As history has shown, it is in any case difficult to broach these subjects and remain committed to them in a relationship that has been based on one primary concern: security. In this regard, it was encouraging to see both President Ghani and Prime Minister Khan focusing on the need to broaden other aspects of their bilateral relationship such as trade and regional connectivity, with the Prime Minister also adding, “The only way to help people on both sides of the border is by peace, trade, and connectivity

In order to expedite the agreement, both sides agreed on a time framework to identify officials to implement the agreed proposals, beginning with December 15, 2020, in which both sides would commence joint intelligence cooperation.

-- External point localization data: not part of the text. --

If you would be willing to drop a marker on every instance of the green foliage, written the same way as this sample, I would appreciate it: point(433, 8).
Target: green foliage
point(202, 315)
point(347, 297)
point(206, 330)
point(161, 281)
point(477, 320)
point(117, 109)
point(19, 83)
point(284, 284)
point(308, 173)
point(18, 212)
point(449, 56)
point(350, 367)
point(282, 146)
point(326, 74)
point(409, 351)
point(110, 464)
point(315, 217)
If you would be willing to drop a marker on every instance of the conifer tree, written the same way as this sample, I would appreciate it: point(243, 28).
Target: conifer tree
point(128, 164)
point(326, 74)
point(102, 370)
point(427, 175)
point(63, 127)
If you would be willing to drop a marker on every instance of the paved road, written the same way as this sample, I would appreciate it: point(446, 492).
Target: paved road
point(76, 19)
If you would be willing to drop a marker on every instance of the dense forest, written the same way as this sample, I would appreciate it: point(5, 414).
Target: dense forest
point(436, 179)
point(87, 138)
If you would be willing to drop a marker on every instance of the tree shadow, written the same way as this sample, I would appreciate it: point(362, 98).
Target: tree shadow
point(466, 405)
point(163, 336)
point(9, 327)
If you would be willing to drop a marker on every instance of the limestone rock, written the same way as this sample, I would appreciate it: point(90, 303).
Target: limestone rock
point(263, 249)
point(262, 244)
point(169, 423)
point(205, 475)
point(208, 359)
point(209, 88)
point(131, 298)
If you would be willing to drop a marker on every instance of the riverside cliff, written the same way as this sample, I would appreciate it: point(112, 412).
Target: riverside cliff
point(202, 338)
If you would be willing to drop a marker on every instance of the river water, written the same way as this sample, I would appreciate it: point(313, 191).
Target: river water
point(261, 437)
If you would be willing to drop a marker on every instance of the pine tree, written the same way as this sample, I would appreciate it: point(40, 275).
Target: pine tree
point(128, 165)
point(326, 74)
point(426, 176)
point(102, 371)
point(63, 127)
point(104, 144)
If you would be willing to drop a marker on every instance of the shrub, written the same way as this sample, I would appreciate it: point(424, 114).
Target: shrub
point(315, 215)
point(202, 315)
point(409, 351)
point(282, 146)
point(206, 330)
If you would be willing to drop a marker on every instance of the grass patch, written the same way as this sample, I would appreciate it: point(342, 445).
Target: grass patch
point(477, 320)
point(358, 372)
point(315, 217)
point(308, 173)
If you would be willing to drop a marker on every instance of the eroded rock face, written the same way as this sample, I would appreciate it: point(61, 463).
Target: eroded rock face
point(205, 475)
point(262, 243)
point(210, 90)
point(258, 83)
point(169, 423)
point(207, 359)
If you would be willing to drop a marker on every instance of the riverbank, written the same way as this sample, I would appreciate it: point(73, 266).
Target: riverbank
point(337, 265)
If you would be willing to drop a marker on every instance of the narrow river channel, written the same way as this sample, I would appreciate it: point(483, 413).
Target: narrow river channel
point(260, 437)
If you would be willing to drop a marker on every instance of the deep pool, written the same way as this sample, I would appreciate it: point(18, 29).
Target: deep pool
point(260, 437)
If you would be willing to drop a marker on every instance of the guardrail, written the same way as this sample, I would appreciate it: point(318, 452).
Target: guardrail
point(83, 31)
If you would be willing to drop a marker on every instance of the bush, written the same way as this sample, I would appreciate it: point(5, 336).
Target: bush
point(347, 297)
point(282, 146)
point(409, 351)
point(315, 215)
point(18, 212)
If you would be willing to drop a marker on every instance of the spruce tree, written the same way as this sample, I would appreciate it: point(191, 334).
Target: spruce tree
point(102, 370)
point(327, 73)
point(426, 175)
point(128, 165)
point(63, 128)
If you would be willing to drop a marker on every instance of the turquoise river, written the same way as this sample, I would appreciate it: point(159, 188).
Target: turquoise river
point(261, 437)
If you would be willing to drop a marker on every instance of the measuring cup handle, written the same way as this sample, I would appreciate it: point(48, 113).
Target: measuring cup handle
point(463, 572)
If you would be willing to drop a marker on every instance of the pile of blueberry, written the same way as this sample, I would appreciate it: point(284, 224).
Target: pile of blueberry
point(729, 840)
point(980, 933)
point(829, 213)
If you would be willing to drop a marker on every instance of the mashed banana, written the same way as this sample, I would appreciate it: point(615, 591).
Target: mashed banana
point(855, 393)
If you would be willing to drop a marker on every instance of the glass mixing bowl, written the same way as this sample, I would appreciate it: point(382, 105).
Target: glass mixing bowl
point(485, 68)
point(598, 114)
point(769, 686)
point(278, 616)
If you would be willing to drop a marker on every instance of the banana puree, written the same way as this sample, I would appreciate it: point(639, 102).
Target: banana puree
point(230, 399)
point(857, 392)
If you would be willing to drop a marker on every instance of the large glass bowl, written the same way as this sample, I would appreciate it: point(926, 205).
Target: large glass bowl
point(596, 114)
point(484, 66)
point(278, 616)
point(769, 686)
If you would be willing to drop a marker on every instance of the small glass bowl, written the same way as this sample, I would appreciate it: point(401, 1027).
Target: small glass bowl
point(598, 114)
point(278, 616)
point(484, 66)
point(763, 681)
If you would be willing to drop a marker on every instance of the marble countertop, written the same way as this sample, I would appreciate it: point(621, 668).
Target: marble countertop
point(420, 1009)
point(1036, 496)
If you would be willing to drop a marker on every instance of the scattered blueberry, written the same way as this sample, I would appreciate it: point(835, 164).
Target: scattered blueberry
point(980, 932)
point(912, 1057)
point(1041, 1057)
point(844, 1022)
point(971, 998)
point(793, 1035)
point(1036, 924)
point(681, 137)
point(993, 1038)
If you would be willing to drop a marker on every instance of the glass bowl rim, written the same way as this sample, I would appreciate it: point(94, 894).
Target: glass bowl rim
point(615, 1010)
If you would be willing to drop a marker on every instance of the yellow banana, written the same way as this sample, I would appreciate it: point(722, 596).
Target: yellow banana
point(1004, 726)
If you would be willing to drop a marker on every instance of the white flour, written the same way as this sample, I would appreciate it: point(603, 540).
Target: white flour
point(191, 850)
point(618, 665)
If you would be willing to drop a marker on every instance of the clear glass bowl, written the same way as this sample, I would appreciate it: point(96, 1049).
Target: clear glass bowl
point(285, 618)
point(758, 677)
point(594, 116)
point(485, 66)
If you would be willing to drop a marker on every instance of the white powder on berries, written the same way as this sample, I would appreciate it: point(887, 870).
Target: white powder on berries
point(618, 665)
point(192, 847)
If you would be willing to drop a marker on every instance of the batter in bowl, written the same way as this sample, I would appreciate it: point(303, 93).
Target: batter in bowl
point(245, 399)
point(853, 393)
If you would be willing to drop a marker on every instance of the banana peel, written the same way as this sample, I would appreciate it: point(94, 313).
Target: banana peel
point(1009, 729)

Clearly highlights that the relationship is moving in the right direction. It is hoped that this positive momentum is maintained because as has been seen in the past, the positives can very easily be replaced by the negatives.  Such as the US decision to further reduce military presence in Afghanistan, the ongoing US presidential transition, as well as the stagnant intra-Afghan dialogue, and continuing violence on the part of the Taliban. Considering the fragility of the dialogue process then, the crucial nature of the visit is evident to all observers of the region.  Prime Minister Khan’s visit came a day after Pentagon announced a reduction in the number of US troops from the current 4,500 to 2,500 by mid-January 2021.

This announcement has sped up the timeline agreed upon between the Afghan Taliban and the US in the Doha agreement from mid-2021 to early 2021. It has also indicated a policy paralysis in the US where a Presidential transition is underway with outgoing President Donald Trump seeking to end the US war in Afghanistan, resulting in further instability in the peace process.

Furthermore, uncertainty revolves around the Biden administration’s policy towards the Afghan peace process, the US-Taliban agreement, and even the role of US peace envoy Zalmay Khalilzad. The Taliban, on their part, have expressed hope that the Biden administration will maintain the Doha agreement.

For Pakistan, relations and peace with Afghanistan should not be dependent exclusively on what the US does or does not do. Peace in Afghanistan is in Pakistan’s intrinsic self-interest. The future of the region depends on it.